Beta blockers can also be prescribed to treat other heart-related conditions such as abnormal heart rhythms and postural tachycardia syndrome (POTS).
Other beta blocker uses
Conditions that can be treated with beta blockers but which are not heart-related include:
By helping to block stress-causing chemicals, beta blockers can reduce some anxiety symptoms such as palpitations and tremor, although they are not a cure for anxiety itself.
Some people with regular migraines find the frequency of their attacks is reduced by taking beta blockers.
Glaucoma is a condition caused by raised pressure inside the eyeball, and using beta blocker eye drops helps reduce this.
Beta blockers can help reduce thyrotoxicosis (an overactive thyroid gland) symptoms including a fast heart rate and tremors.
• Tremors (shakes)
In harmless conditions where the hands and arms can shake for no clear reason and which cause problems with activities such as writing and eating, beta blockers can help to ease the tremors.
Who should not take beta blockers?
You should not be prescribed beta blockers if you have asthma (they can trigger a severe asthma attack in people with this condition), a very slow heart rate, low blood pressure, and uncontrolled heart failure. There are also certain arrhythmias (problems with the heart rhythm) such as sick sinus syndrome where they are not recommended.

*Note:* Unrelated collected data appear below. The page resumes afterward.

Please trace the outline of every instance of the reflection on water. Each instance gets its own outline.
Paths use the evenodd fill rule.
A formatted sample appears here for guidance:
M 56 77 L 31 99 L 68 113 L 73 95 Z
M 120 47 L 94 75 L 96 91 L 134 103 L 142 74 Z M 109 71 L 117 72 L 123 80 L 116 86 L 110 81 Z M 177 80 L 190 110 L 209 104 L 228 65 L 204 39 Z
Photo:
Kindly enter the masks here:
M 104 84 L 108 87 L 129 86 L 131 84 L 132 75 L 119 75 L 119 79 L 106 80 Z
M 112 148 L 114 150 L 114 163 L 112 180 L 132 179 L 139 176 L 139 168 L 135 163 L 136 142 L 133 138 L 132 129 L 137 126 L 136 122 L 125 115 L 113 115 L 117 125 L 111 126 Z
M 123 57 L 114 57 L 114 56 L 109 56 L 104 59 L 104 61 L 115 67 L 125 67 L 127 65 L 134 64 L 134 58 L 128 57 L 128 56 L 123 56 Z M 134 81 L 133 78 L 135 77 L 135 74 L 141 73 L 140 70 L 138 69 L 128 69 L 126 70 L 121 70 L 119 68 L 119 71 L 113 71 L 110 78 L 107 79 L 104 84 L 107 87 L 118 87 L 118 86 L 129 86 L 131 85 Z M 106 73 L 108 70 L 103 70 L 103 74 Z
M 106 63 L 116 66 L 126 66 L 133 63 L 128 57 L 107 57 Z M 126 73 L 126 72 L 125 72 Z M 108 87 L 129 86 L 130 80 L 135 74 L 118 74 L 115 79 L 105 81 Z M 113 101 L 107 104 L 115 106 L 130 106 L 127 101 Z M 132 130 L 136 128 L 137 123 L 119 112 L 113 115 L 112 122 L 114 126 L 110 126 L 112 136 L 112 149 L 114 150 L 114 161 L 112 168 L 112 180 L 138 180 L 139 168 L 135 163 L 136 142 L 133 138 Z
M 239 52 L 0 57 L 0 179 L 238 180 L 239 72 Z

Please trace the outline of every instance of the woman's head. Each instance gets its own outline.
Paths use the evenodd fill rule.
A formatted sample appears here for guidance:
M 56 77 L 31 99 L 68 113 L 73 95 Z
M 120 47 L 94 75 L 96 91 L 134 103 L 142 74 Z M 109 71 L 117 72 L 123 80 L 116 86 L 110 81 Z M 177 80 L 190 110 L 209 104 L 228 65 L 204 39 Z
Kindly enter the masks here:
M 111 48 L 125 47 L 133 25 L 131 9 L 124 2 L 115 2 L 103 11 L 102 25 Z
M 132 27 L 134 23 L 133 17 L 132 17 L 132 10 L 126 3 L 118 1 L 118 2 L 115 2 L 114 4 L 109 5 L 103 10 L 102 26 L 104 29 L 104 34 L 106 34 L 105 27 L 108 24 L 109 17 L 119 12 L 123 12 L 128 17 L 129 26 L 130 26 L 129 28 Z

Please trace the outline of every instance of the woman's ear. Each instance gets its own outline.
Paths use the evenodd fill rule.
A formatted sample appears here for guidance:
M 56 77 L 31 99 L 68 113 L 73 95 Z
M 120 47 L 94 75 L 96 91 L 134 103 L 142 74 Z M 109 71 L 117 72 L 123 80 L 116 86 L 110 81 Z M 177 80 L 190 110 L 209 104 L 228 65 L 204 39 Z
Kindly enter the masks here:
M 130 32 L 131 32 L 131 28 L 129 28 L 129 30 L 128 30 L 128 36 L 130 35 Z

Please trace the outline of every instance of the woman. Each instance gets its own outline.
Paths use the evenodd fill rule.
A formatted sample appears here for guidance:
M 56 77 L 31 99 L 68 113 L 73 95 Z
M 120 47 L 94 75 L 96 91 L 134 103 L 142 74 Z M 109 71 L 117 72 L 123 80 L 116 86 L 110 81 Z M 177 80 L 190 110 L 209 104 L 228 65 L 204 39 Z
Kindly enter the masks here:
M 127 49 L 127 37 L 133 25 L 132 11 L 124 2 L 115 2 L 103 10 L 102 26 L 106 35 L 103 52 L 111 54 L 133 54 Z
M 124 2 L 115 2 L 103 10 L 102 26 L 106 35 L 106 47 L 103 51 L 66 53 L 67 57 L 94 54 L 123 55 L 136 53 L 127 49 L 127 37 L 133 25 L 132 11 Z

Beta blocker possible side effects
For most people, beta blockers are well tolerated with few if any side effects, and if these do occur they are often mild. However, as with any drug, side effects are possible including:
- Feeling dizzy or faint.
- Having cold hands and feet.
- Tiredness and fatigue.
- Nightmares and vivid dreams.
- Erectile dysfunction.
- Blunting of the awareness of low blood sugar (a ‘hypo’) in people with diabetes as well as a small risk of causing type 2 diabetes to develop in some people.
Beta blocker drug interactions
As with all medicines, beta blockers can interact with other medicines you may be taking. The different types of beta blocker can have different effects with other drugs and your doctor will advise you if there are any potential interactions to be aware of. Because of this, it is important you always tell your doctor or pharmacist of any other medications you are taking before starting to take beta blockers.
Possible beta blocker drug interactions include:
- Mefloquine, used in the treatment of malaria.
- Clonidine, a treatment used to treat migraine and high blood pressure.
- Some antibiotics, including Rifampicin.
- Statins, used to lower cholesterol levels.
- Anti-arrhythmic drugs used to treat irregular heartbeats, such as amiodaroneand flecainide.
- Treatments for Parkinson’s disease such as levodopa.
- Non-steroidal anti-inflammatory drugs, such as ibuprofen.
- Some antidepressants, such as SSRIs.
If you have any concerns about whether you may be taking other drugs that could interact with beta blockers, discuss this with your doctor.
Stopping beta blockers
If you experience side effects, speak to your GP as soon as possible but do not suddenly stop taking them. This is important since if you have been taking them for some time and your body has become used to them, suddenly stopping can cause your blood pressure to quickly rise or trigger palpitations or an angina attack. It may not be necessary to stop a beta blocker completely as some side effects can be managed by reducing the dose or changing to a selective type.